Zero steady-state allocation: the arena model

Bump-slab arena with pointer rewind replaces malloc/free per query.

Setup

The benchmark is bench_aggregate: 5,000 rows, 500 iterations of a GROUP BY query. Measured as wall-clock latency through the PostgreSQL wire protocol.

CREATE TABLE sales (
    id INT, region TEXT, product TEXT,
    quantity INT, amount NUMERIC(10,2)
);
-- 5,000 rows inserted

SELECT region, SUM(amount)
FROM sales
GROUP BY region;
-- repeated 500 times

Problem

The aggregate workload runs 500 iterations of the same query. Each iteration allocates memory for parse trees, executor state, hash table buckets, result rows, and wire buffers. Under concurrent load with 8 threads, the system allocator’s lock becomes a serialization point.

Cause

The traditional execution path called malloc() and free() at every level: per-query for the parse tree, per-row for expression evaluation temporaries, per-group for hash table entries, per-result for wire serialization buffers. A single iteration of the aggregate query on 5,000 rows could issue hundreds of allocation calls. Multiply by 500 iterations and the allocator overhead becomes measurable.

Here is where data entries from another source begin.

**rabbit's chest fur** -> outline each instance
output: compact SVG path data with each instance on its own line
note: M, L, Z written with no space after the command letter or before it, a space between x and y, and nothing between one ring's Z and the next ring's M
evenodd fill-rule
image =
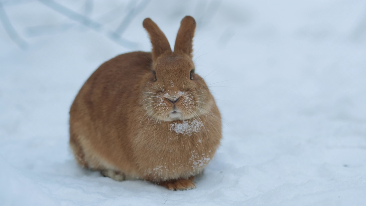
M203 122L162 122L153 124L154 130L138 135L134 156L145 178L158 181L201 173L213 157L219 141ZM147 132L152 132L148 139Z

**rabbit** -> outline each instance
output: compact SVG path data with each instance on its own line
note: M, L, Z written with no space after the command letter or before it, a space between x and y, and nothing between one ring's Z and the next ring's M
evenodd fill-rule
M70 146L79 165L115 180L193 189L222 137L219 109L195 73L195 21L182 20L173 52L150 19L142 24L152 52L117 56L92 74L70 108Z

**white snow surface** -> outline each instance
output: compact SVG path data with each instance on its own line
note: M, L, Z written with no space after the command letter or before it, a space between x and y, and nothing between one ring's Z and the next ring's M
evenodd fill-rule
M89 12L85 1L58 1L98 31L40 1L1 1L28 46L0 27L0 205L366 205L366 1L153 1L123 32L129 47L106 31L137 1L94 1ZM173 47L186 15L195 72L224 122L197 188L79 167L68 121L83 84L119 54L150 50L145 18Z

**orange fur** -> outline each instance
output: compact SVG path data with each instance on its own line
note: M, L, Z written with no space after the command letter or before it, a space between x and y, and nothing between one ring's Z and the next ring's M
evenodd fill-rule
M151 19L143 25L152 53L120 55L91 75L70 109L70 146L80 165L115 180L194 188L221 138L213 98L192 71L195 22L182 20L173 52Z

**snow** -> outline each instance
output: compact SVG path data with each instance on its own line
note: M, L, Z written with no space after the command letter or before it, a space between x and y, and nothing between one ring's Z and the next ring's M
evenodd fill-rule
M175 132L177 135L182 134L190 136L201 131L201 127L203 126L202 122L196 119L184 120L181 123L175 122L169 125L169 130Z
M58 2L86 13L84 1ZM135 2L93 1L104 25L94 30L39 1L1 1L28 46L0 27L0 205L366 205L366 1L152 1L122 35L134 48L121 46L108 32ZM68 112L82 84L104 61L150 49L144 18L172 46L186 15L224 122L197 188L78 167Z

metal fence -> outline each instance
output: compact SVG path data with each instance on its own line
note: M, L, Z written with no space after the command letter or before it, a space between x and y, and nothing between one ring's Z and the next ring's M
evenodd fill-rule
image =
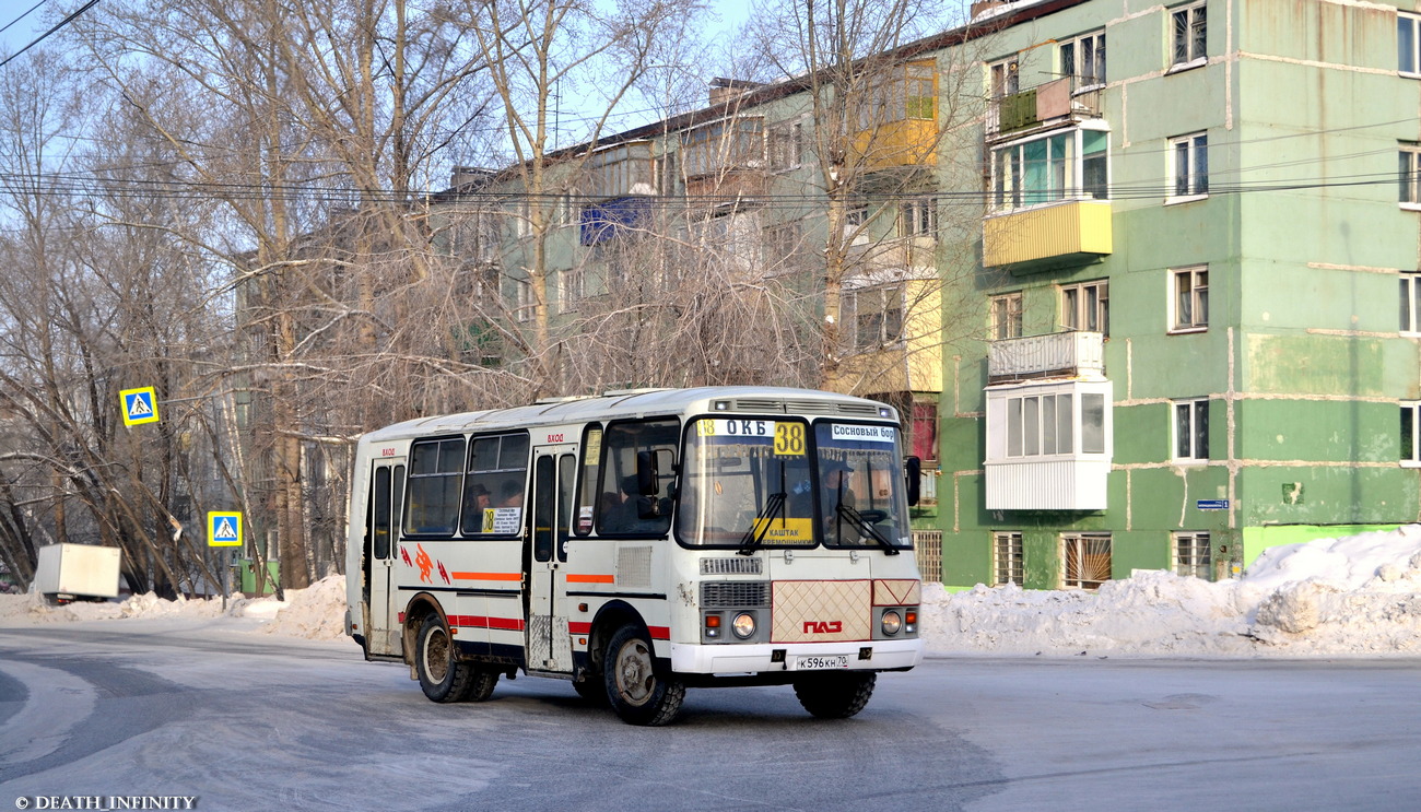
M912 547L918 555L918 571L925 583L942 583L942 531L912 531Z

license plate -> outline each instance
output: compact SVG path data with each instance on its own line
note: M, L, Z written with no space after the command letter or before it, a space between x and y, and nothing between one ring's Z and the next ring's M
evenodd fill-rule
M793 660L790 662L791 671L816 671L821 669L847 669L847 667L848 667L848 654L793 657Z

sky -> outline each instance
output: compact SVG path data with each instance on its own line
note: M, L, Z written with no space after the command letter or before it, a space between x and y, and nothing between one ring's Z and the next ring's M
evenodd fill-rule
M1331 657L1421 656L1421 525L1275 547L1238 579L1137 571L1098 592L924 586L928 654ZM126 619L217 619L234 630L344 639L345 582L274 598L48 606L0 595L0 626ZM253 623L256 623L253 626ZM352 643L354 644L354 643Z

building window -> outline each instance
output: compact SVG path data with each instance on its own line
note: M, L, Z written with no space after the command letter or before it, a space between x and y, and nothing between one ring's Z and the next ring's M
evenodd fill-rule
M1214 579L1212 547L1206 532L1174 534L1174 574Z
M1204 64L1208 34L1205 4L1175 9L1169 17L1174 30L1174 67Z
M1074 447L1071 395L1029 395L1006 402L1006 456L1070 454Z
M899 237L936 237L938 236L938 199L911 197L899 204L898 210Z
M996 586L1003 583L1022 585L1022 534L993 532L992 534L992 569L996 572Z
M938 67L932 60L892 65L870 78L858 108L860 132L895 121L938 118Z
M1421 77L1421 17L1397 13L1397 70Z
M1421 334L1421 271L1401 274L1401 332Z
M804 124L789 121L770 128L770 168L797 169L804 160Z
M1106 84L1106 33L1061 43L1061 74L1073 79L1071 89Z
M1194 463L1209 459L1209 400L1174 402L1174 459Z
M1209 327L1209 268L1178 268L1169 273L1169 329L1187 332Z
M1171 197L1202 197L1209 193L1209 136L1198 132L1169 139Z
M533 282L529 280L517 281L517 309L513 311L514 318L519 321L530 321L533 318Z
M1022 64L1016 57L992 62L988 67L992 82L992 98L999 99L1022 89Z
M1421 204L1421 145L1403 143L1397 152L1398 199L1404 206Z
M1073 129L992 150L999 212L1067 199L1110 197L1110 133Z
M1061 327L1110 335L1110 282L1061 285Z
M764 165L764 121L726 119L681 133L681 168L686 177Z
M1421 420L1421 402L1401 403L1401 464L1421 466L1421 450L1417 449L1417 422Z
M1110 581L1110 534L1063 534L1061 559L1063 588L1098 589Z
M1022 291L992 297L992 341L1022 338Z
M583 268L563 268L558 275L561 277L558 281L563 282L558 290L558 309L573 312L587 295Z
M902 339L902 285L845 290L844 325L853 325L854 351L872 351Z

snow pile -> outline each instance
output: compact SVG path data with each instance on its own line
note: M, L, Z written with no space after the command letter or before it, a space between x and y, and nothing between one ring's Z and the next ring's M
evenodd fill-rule
M274 598L267 605L279 603ZM253 608L257 609L257 608ZM247 610L246 616L253 616ZM334 640L345 636L345 576L331 575L313 583L308 589L287 589L286 603L280 605L270 623L261 626L270 635L290 635L311 640Z
M227 602L226 616L261 632L344 636L345 579L276 598ZM924 585L922 630L932 653L1304 656L1421 653L1421 525L1268 549L1238 581L1209 583L1141 571L1098 592ZM48 606L0 595L0 626L125 618L220 618L222 600Z
M1275 547L1238 581L1144 571L1096 593L924 588L934 652L1421 653L1421 527Z

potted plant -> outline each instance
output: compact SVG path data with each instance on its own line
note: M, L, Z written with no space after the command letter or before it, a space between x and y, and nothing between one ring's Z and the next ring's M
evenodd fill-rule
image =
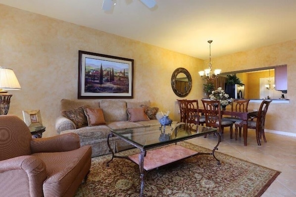
M227 78L226 81L225 92L229 95L230 98L242 98L242 96L240 96L238 92L238 87L244 86L242 81L237 77L235 74L233 75L227 75ZM243 94L241 94L243 95Z
M203 89L202 90L204 93L204 96L207 98L208 98L209 95L212 94L212 91L215 89L214 83L210 81L207 81L206 83L203 84Z
M226 79L227 85L235 85L239 84L240 86L243 86L244 84L242 83L242 81L237 77L235 74L234 75L227 75L227 79Z

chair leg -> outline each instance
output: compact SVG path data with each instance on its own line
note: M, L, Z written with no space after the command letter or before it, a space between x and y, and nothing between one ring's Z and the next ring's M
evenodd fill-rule
M232 139L232 127L230 127L229 128L229 133L230 133L230 139Z
M261 146L261 143L260 142L260 137L259 136L259 129L256 129L256 139L257 139L257 144L258 146Z
M89 174L90 173L90 171L89 170L89 171L88 172L87 174L86 174L86 175L85 175L85 176L84 177L84 178L83 179L83 180L82 180L82 183L85 183L86 182L86 180L87 179L87 177L89 175Z
M239 127L239 125L236 124L235 125L235 134L234 134L234 137L235 137L235 140L238 140L238 127Z

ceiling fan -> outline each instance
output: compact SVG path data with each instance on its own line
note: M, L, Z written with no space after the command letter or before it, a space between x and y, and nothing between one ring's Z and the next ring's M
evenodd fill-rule
M149 8L154 7L156 2L154 0L140 0L142 3ZM111 10L112 6L116 4L116 0L103 0L102 9L104 11Z

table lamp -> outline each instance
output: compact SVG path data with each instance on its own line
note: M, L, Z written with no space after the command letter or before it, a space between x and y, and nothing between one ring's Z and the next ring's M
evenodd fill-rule
M0 66L0 115L7 114L9 109L12 95L7 94L7 90L21 89L12 69Z

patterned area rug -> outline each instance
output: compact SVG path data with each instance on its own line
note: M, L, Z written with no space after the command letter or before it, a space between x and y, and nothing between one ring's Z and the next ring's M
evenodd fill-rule
M186 142L179 145L193 150L209 150ZM120 155L138 153L135 148ZM199 155L149 171L145 177L145 197L260 197L280 172L216 152ZM115 158L106 167L110 154L94 157L86 183L75 197L139 197L138 166Z

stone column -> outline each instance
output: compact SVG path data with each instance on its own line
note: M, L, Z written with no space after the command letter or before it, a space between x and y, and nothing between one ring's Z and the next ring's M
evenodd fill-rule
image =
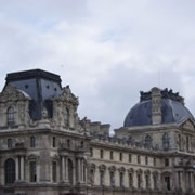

More critically, free() fragments the heap. After thousands of queries, the allocator spends increasing time searching free lists. Under AddressSanitizer (which the test suite runs under), each allocation also incurs quarantine overhead.

Fix

The engine uses a bump-slab arena (arena.h). Each connection owns a query_arena with a scratch region. All per-query allocations—parse nodes, plan nodes, hash table buckets, sort arrays, intermediate column blocks—come from bump_alloc(scratch, size), which advances a pointer and returns the previous position.

At query end, query_arena_reset() rewinds the pointer to zero. No free() calls. No fragmentation. No lock contention. The arena grows by allocating new slabs (64 KB each) only when needed; slabs are retained across queries so steady-state allocation is zero.

Hash tables, sort arrays, and plan nodes all bump-allocate from arena.scratch. The only heap allocations that remain are for table storage (which persists across queries) and the slab chain itself (which grows monotonically and never shrinks).

Result

Same query, same machine:

	mskql	PostgreSQL	Ratio
aggregate (500 iter, 5K rows)	15ms	265ms	0.06×

The arena model is not an optimization applied to a slow path—it is the memory model. Every query, from simple lookups to complex analytical CTEs, allocates from the same bump slab and resets at the same point. The 18× advantage over PostgreSQL on this workload reflects the cumulative effect of removing thousands of malloc/free pairs per query.